All of these factors might mean that the return on annuities is driven down; and that in turn might mean that the proportion of people tending to buy an annuity drops even further. More providers exit the market; pricing becomes even less competitive.

Luckily (though hold your judgement on the luck of this for just a minute), the government will soon be offering an annuity-like product for those of us who want to buy it. This is in the form of a top-up to the state pension.

From October 2015, a 65 year old for example can buy an extra £52 per year of state pension for life in exchange for a lump sum of £890. This is already highly competitive with annuities available in the market and could very well become the market-leading purchase. On current plans, the maximum amount of extra pension we can buy is £1,300 per year and the offer is limited to those soon reaching the state pension age.

But imagine this: an annuity desert, in which there are few other providers, and they can’t match the rates being paid by the government. The pressure for government to widen access to its offer, upwards in terms of amount and outwards in terms of who can buy in, will be massive, especially if a wave of pensioners has just seen the value of their pensions savings eroded in low-return investment options or their savings lost entirely in higher risk ventures.

If government succumbs to such pressure – and it has form on that, witness the announcement of special pensioners’ bonds in the Budget last week – then the net result of what I’ve been describing will be that our pensions’ money will fly out of long-term investment – in the form of annuity purchases – into the Exchequer – in the form of buying state pension top-ups, perhaps to the tune of several billion pounds per year.
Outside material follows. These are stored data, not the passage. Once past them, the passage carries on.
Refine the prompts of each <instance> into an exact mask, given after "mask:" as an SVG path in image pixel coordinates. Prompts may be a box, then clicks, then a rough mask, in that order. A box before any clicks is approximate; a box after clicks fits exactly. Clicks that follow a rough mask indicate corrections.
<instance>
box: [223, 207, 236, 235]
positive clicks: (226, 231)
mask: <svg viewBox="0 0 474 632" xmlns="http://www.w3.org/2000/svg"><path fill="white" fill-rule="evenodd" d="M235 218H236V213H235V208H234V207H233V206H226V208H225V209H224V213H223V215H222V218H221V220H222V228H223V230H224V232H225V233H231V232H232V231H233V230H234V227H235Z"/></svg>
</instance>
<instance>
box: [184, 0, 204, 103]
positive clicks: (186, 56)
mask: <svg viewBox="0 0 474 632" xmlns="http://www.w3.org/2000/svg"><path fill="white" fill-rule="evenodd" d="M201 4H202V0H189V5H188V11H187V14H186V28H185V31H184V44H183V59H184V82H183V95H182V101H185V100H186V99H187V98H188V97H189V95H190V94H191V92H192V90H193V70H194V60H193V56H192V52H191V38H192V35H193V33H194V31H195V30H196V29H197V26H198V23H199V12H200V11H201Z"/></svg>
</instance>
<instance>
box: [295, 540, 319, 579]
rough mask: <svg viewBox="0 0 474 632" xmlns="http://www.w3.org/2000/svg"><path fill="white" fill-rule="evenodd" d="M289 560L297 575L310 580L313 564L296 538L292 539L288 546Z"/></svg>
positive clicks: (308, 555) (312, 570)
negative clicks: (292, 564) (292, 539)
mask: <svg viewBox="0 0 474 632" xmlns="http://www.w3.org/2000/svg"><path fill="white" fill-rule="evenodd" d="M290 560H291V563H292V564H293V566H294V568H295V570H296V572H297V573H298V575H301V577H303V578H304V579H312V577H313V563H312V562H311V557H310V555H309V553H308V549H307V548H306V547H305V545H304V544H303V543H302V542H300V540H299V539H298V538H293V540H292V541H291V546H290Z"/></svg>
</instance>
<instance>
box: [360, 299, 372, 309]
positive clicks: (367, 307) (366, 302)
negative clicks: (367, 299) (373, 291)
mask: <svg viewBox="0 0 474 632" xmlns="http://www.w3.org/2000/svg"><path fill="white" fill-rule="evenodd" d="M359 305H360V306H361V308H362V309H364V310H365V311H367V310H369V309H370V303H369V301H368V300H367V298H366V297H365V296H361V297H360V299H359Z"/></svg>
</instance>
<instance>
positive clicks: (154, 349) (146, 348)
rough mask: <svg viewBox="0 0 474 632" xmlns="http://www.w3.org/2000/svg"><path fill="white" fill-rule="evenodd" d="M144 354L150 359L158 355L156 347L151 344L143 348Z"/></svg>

Growing the size of the state would be a strange result to end up with from a set of reforms designed to increase freedom and choice in pensions; and it would be a dangerous sort of growth as well, with longer lives increasing costs ever more for government, and less investment going into the rest of the economy to create the revenues that fund government spending.

Will this happen? I don’t know. I doubt anyone does. But the possibility suggests that we need to think just as much about the other end of the pensions question – where do our funds go at the moment and where do we want them to go in the future?